[CHAPTER VII]
Another Side of Ivy
IT was very good for Hecla to have her little cousin in the house. She had always been an only child among grown-up people, and they had given way to her, and had tried to make her happy. But now there was a younger child who had to be given way to, and to be made happy; and Hecla was expected to take her share in this.
And she was most willing to do so. Hecla had her faults, as we have seen, and some very tiresome faults; but selfishness was not one of them. She was ready to give up anything to Ivy, and wanted to make presents of half her toys to the younger child. If Ivy admired something of hers, Hecla would give it to her directly.
Another good point, already noted, was that she seldom showed jealousy. Though she did just at first feel a little hurt to see her chum doing things for the new little girl which he had never done for his older friend, that was only a passing feeling, and it did not make her cross or unhappy. It did not trouble her to see Ivy being petted and fondled by Aunt Anne, because she was so small and lonely. And when even Miss Storey, who in general was not fond of children, seemed from the first to take to this little one, Hecla was not jealous, not in the least. That was nice of her, was it not? Jealousy is such a disagreeable, ugly fault.
And she just loved to be allowed to help in any way with Ivy. She wanted ever so much to be trusted sometimes to take care of her. That, too, was a good thing for Hecla, for it made her not quite so impulsive and heedless as she had been.
By "impulsive," I mean that whatever came into her head she would do straight off, not stopping for a moment to think whether it was right or wrong. She was naturally what we call "impulsive,"—quick thoughts and wishes and intentions springing up into her little mind, and being instantly acted upon, without an idea of what might come after. Ivy was not impulsive, but quiet and thoughtful. That made it much easier for Ivy to fall into fewer blunders than Hecla. It made the fight against heedlessness much harder for Hecla than for Ivy.

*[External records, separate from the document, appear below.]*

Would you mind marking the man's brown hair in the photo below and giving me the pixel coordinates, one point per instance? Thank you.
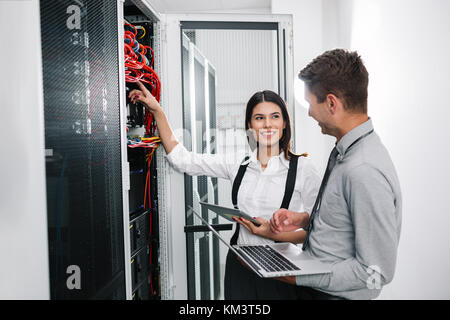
(339, 72)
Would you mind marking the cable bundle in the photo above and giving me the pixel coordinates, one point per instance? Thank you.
(137, 65)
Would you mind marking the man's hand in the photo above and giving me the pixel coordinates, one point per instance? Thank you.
(263, 230)
(284, 220)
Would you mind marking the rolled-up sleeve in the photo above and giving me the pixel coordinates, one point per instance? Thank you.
(376, 225)
(196, 164)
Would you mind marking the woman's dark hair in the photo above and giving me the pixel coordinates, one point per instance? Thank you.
(270, 96)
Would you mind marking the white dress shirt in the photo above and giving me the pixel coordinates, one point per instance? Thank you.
(261, 192)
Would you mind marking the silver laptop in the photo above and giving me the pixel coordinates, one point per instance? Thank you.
(274, 260)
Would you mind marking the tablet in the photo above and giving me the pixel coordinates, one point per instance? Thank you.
(229, 213)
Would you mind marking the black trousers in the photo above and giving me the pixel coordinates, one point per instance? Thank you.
(243, 284)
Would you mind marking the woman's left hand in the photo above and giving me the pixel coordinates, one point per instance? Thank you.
(263, 230)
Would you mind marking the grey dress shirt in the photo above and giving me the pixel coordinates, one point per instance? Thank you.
(357, 227)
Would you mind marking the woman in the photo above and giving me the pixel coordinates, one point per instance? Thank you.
(262, 184)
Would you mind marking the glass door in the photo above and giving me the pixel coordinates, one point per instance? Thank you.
(223, 64)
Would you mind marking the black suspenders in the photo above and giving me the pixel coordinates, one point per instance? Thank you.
(288, 191)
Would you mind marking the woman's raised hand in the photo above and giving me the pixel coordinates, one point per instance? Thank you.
(145, 97)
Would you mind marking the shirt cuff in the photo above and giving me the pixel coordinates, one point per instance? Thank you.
(175, 153)
(319, 281)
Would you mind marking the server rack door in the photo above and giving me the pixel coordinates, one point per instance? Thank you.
(82, 131)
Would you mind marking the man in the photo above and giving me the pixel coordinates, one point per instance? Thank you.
(355, 225)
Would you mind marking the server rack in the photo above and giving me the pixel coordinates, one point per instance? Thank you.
(102, 196)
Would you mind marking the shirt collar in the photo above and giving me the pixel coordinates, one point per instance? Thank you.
(351, 136)
(254, 159)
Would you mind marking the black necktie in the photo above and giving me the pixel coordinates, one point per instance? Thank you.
(330, 166)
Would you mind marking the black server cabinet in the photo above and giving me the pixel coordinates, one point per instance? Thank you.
(83, 143)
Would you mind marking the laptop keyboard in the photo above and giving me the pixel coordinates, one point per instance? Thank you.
(269, 259)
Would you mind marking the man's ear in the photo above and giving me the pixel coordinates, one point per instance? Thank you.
(332, 102)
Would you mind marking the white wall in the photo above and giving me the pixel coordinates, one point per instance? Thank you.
(24, 270)
(406, 48)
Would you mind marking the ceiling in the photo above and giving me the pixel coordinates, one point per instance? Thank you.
(165, 6)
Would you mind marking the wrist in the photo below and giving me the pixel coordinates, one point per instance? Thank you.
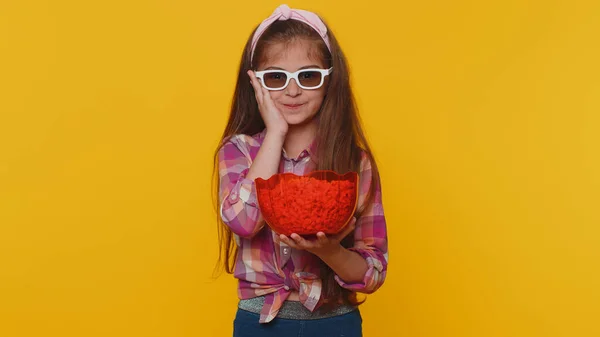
(275, 136)
(331, 253)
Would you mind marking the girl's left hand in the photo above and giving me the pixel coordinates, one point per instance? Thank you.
(323, 245)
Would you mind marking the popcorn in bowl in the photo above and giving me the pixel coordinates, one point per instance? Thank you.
(322, 201)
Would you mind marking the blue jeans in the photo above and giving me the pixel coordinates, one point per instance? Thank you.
(348, 325)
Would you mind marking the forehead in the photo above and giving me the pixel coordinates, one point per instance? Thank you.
(292, 55)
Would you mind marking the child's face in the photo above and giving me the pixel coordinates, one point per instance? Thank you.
(297, 105)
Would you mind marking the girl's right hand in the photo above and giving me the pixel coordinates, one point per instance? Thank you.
(274, 120)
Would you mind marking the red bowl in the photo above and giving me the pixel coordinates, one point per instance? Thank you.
(322, 201)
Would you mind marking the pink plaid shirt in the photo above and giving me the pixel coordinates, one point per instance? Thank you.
(267, 266)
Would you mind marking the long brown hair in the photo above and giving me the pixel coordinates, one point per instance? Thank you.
(340, 138)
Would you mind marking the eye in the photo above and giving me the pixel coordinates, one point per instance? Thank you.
(275, 76)
(308, 74)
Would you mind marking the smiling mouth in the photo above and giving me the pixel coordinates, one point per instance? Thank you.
(293, 106)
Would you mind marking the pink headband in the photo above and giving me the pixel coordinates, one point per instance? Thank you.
(283, 13)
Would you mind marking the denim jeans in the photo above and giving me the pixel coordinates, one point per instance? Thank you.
(348, 325)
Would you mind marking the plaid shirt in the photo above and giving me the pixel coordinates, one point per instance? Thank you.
(267, 266)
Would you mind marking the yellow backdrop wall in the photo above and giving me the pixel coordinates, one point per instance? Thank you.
(483, 115)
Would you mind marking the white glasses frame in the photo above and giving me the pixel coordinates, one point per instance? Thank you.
(294, 75)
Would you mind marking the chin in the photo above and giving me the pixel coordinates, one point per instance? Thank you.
(298, 119)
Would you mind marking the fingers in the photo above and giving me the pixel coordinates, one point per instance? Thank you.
(322, 238)
(288, 241)
(300, 241)
(258, 89)
(347, 230)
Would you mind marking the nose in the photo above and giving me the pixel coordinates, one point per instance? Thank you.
(293, 89)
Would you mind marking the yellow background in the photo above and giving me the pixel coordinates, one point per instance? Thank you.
(483, 116)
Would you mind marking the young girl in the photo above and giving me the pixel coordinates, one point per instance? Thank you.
(293, 111)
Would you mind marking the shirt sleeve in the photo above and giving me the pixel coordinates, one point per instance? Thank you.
(370, 236)
(237, 194)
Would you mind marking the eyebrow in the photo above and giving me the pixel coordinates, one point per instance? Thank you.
(305, 67)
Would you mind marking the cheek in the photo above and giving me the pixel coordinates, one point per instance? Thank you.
(316, 98)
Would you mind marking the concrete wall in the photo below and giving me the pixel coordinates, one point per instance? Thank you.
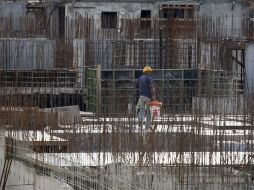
(26, 53)
(15, 9)
(22, 177)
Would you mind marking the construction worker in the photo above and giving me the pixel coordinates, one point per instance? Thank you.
(146, 94)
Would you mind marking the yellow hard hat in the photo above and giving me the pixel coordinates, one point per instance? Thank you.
(147, 69)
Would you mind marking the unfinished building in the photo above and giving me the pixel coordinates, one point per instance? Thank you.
(68, 77)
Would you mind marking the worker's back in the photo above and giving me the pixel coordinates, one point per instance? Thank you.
(145, 82)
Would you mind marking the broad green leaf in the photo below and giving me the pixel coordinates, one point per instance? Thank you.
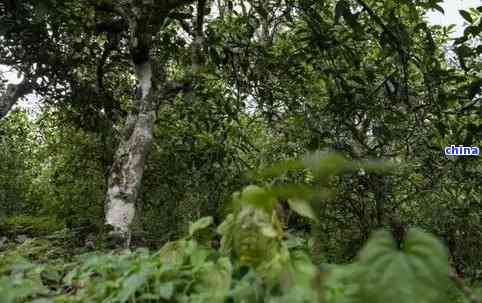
(303, 208)
(418, 273)
(466, 15)
(166, 290)
(200, 224)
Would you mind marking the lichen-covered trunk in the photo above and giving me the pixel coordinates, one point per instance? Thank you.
(128, 166)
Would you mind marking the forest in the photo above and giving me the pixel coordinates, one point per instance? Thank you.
(239, 151)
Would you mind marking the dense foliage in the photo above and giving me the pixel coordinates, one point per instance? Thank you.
(297, 152)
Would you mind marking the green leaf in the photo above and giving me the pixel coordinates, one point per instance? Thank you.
(302, 208)
(419, 273)
(131, 285)
(166, 290)
(200, 224)
(466, 15)
(341, 9)
(439, 8)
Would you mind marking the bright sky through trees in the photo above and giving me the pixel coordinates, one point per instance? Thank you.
(451, 16)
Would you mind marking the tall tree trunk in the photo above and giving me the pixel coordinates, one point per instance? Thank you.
(128, 167)
(144, 20)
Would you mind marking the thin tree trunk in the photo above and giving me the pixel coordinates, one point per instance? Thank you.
(128, 167)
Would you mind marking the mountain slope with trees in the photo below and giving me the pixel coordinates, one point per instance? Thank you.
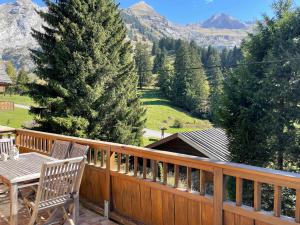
(89, 86)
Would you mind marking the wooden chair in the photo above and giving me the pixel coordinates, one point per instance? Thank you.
(78, 150)
(60, 149)
(58, 192)
(6, 145)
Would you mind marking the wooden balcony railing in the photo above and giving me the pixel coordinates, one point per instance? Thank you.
(5, 105)
(138, 185)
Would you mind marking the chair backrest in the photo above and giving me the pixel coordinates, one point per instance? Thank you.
(59, 182)
(78, 150)
(6, 145)
(60, 149)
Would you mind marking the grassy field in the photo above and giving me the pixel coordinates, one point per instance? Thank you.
(24, 100)
(15, 118)
(161, 113)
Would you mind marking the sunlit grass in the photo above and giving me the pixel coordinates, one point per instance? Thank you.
(161, 113)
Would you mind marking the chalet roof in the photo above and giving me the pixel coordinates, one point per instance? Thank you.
(212, 142)
(4, 78)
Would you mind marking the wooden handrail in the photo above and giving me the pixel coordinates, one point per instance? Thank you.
(111, 154)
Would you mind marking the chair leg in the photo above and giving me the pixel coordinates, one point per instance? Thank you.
(75, 211)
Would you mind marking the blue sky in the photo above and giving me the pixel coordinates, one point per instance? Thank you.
(190, 11)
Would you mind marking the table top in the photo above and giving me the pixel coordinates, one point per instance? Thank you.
(4, 129)
(26, 168)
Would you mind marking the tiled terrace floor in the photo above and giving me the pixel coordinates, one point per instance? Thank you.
(86, 217)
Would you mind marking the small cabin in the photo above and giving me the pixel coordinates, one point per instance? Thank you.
(5, 81)
(211, 143)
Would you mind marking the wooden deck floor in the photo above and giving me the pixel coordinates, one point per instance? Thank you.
(86, 217)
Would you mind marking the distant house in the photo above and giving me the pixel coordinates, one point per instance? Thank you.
(4, 79)
(211, 143)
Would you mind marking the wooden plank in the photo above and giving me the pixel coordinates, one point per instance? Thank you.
(181, 210)
(189, 179)
(260, 216)
(176, 176)
(229, 218)
(241, 220)
(194, 213)
(127, 164)
(135, 165)
(14, 204)
(154, 170)
(128, 189)
(239, 191)
(202, 182)
(119, 162)
(207, 214)
(156, 207)
(165, 173)
(277, 201)
(297, 212)
(218, 196)
(93, 189)
(144, 168)
(257, 196)
(146, 210)
(168, 208)
(148, 183)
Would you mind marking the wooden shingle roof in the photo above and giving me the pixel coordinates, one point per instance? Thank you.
(212, 142)
(4, 78)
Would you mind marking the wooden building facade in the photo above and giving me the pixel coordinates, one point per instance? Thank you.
(211, 143)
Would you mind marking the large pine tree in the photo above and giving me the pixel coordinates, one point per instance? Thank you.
(190, 88)
(88, 88)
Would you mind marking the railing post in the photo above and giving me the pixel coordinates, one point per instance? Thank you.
(218, 196)
(110, 156)
(17, 138)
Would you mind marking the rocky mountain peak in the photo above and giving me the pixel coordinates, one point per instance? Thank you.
(223, 21)
(142, 8)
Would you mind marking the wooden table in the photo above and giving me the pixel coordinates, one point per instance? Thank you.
(6, 130)
(15, 172)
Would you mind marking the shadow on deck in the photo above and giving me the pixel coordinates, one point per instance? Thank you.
(87, 217)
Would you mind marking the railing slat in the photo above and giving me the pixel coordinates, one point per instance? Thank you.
(119, 162)
(277, 201)
(176, 176)
(202, 182)
(154, 170)
(239, 191)
(257, 196)
(189, 178)
(135, 164)
(218, 196)
(144, 168)
(127, 164)
(297, 212)
(165, 175)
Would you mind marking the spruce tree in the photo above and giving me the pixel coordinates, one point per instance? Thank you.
(88, 88)
(143, 65)
(12, 73)
(22, 82)
(215, 79)
(165, 74)
(190, 88)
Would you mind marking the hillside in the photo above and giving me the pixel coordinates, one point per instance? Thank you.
(143, 23)
(161, 113)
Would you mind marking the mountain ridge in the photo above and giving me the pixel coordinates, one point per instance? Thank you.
(142, 21)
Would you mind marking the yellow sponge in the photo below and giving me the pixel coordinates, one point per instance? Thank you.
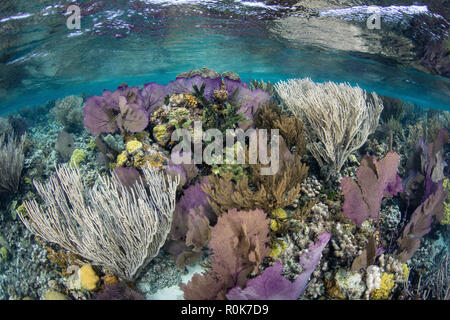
(88, 277)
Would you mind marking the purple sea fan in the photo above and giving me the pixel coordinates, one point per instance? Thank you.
(153, 96)
(376, 179)
(128, 176)
(98, 116)
(271, 285)
(132, 117)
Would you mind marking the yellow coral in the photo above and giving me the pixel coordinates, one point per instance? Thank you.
(446, 219)
(386, 286)
(160, 133)
(54, 295)
(133, 146)
(279, 213)
(88, 277)
(121, 159)
(156, 160)
(277, 248)
(140, 136)
(78, 156)
(92, 144)
(191, 100)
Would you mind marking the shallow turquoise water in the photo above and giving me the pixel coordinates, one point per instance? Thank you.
(142, 41)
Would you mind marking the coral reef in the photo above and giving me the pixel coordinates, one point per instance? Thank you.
(338, 118)
(121, 219)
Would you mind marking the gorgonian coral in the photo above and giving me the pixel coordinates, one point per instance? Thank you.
(239, 244)
(376, 180)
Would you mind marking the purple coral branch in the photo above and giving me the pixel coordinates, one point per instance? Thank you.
(271, 285)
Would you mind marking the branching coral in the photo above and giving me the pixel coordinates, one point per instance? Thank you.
(338, 118)
(271, 285)
(116, 227)
(69, 112)
(11, 162)
(420, 223)
(291, 129)
(271, 192)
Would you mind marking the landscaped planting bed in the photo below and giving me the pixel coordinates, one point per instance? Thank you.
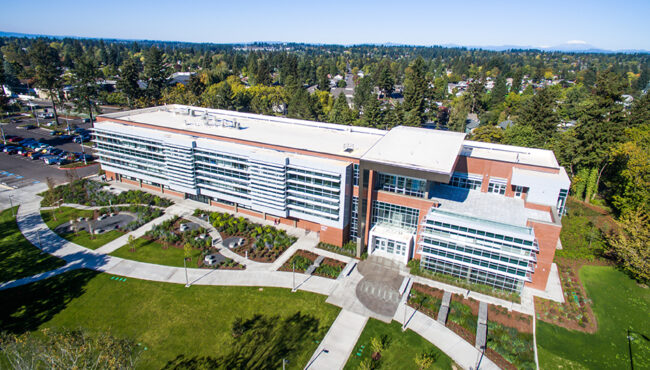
(576, 312)
(300, 261)
(348, 249)
(329, 268)
(425, 299)
(263, 243)
(90, 193)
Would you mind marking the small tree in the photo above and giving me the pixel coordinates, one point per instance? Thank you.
(424, 360)
(131, 242)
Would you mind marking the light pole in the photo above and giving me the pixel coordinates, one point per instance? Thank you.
(2, 125)
(81, 142)
(12, 206)
(187, 281)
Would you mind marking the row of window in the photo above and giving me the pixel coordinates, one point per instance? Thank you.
(395, 215)
(480, 233)
(401, 184)
(389, 246)
(474, 275)
(465, 183)
(475, 251)
(477, 262)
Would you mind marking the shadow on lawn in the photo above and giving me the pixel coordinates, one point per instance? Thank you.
(260, 342)
(26, 307)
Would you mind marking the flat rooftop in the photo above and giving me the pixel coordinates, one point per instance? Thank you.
(417, 148)
(345, 141)
(509, 153)
(486, 206)
(411, 147)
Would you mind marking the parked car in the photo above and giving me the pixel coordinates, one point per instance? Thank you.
(210, 259)
(10, 149)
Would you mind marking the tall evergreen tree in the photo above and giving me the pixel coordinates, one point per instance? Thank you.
(85, 89)
(540, 112)
(155, 72)
(498, 93)
(415, 92)
(48, 69)
(128, 81)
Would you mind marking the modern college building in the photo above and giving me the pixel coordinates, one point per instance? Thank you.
(484, 212)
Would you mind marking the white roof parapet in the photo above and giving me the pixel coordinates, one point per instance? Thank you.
(417, 148)
(544, 188)
(510, 153)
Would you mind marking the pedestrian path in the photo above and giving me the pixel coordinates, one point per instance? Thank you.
(335, 349)
(463, 353)
(118, 243)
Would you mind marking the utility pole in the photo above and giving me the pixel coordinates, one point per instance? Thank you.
(81, 142)
(2, 125)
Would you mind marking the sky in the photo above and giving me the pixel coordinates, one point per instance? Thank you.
(613, 25)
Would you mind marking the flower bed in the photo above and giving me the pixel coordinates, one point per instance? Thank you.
(301, 260)
(90, 193)
(425, 299)
(329, 268)
(576, 312)
(263, 243)
(348, 249)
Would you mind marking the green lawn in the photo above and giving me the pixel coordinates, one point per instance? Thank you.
(582, 230)
(401, 350)
(153, 252)
(619, 303)
(18, 257)
(188, 326)
(83, 238)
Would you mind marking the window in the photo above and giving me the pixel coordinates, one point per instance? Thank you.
(496, 187)
(401, 184)
(466, 181)
(395, 215)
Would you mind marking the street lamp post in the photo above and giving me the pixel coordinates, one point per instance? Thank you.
(81, 142)
(11, 203)
(3, 133)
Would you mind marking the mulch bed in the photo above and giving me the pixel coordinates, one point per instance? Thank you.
(576, 312)
(330, 262)
(523, 323)
(287, 266)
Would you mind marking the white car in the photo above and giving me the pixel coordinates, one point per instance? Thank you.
(210, 259)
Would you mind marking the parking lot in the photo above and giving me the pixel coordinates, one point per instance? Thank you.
(17, 171)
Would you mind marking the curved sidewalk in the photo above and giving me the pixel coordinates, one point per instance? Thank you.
(31, 225)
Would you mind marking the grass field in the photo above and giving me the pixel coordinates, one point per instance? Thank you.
(175, 323)
(582, 232)
(83, 238)
(18, 257)
(153, 252)
(401, 350)
(619, 303)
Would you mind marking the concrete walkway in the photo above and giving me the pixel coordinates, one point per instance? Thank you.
(116, 244)
(339, 342)
(463, 353)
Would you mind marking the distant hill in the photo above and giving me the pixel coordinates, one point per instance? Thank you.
(575, 46)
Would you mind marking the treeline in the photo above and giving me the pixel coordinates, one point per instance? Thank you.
(590, 109)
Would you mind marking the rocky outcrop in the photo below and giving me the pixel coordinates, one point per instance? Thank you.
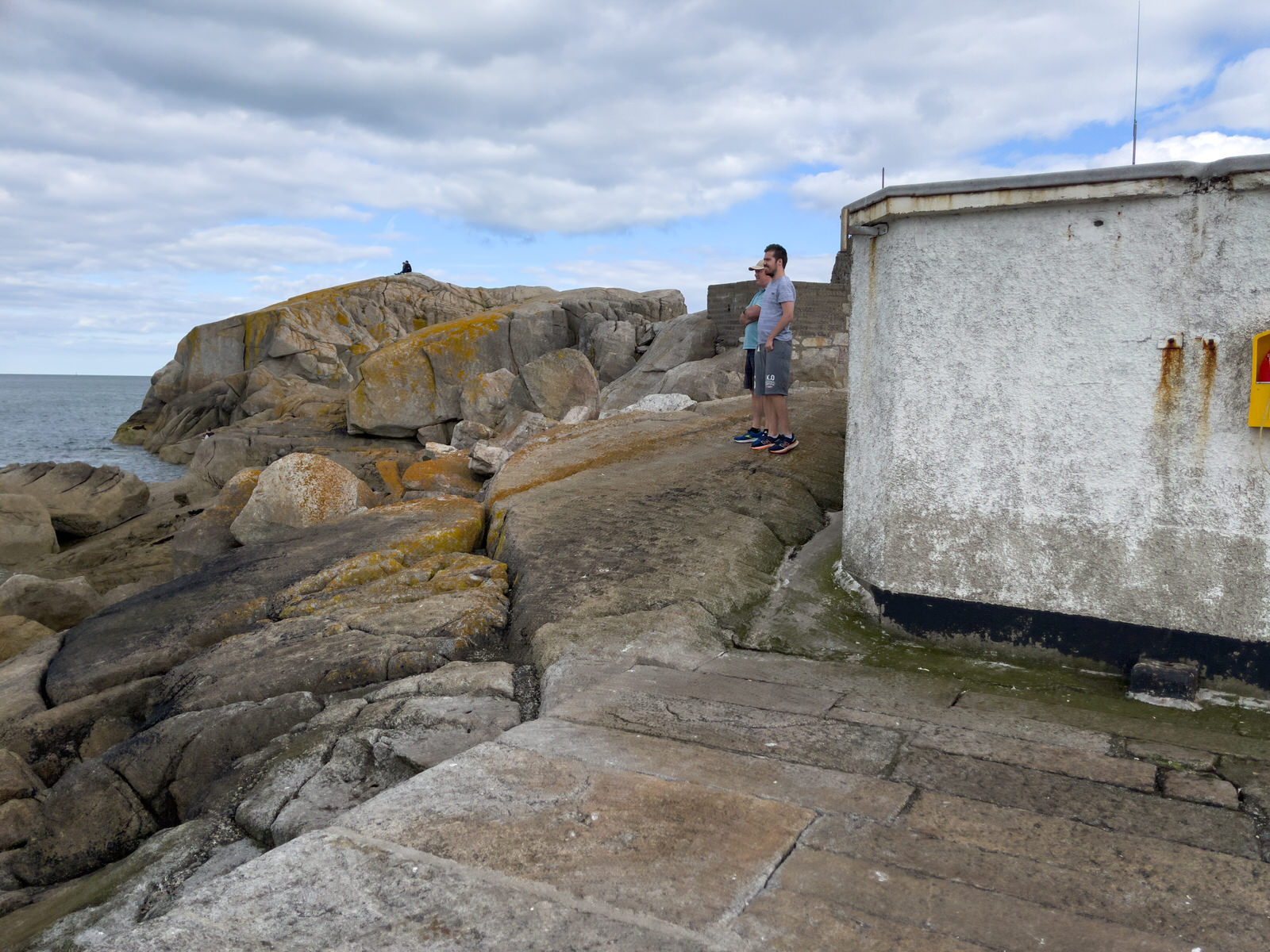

Ivy's pretty gentle movements seemed made for the two aunts. They were exactly what Miss Storey thought nice and proper, and what she had tried in vain to teach Hecla. Hecla would bounce into a room, slamming the door behind her or leaving it flung wide open, whereas Ivy would walk quietly in, closing the door with no noise at all, and never tumbling over chairs or stools or rug-edges.
"She is such a little lady," Miss Storey sometimes said, with great approval.
And Hecla wondered how anybody not grown-up could be a "lady."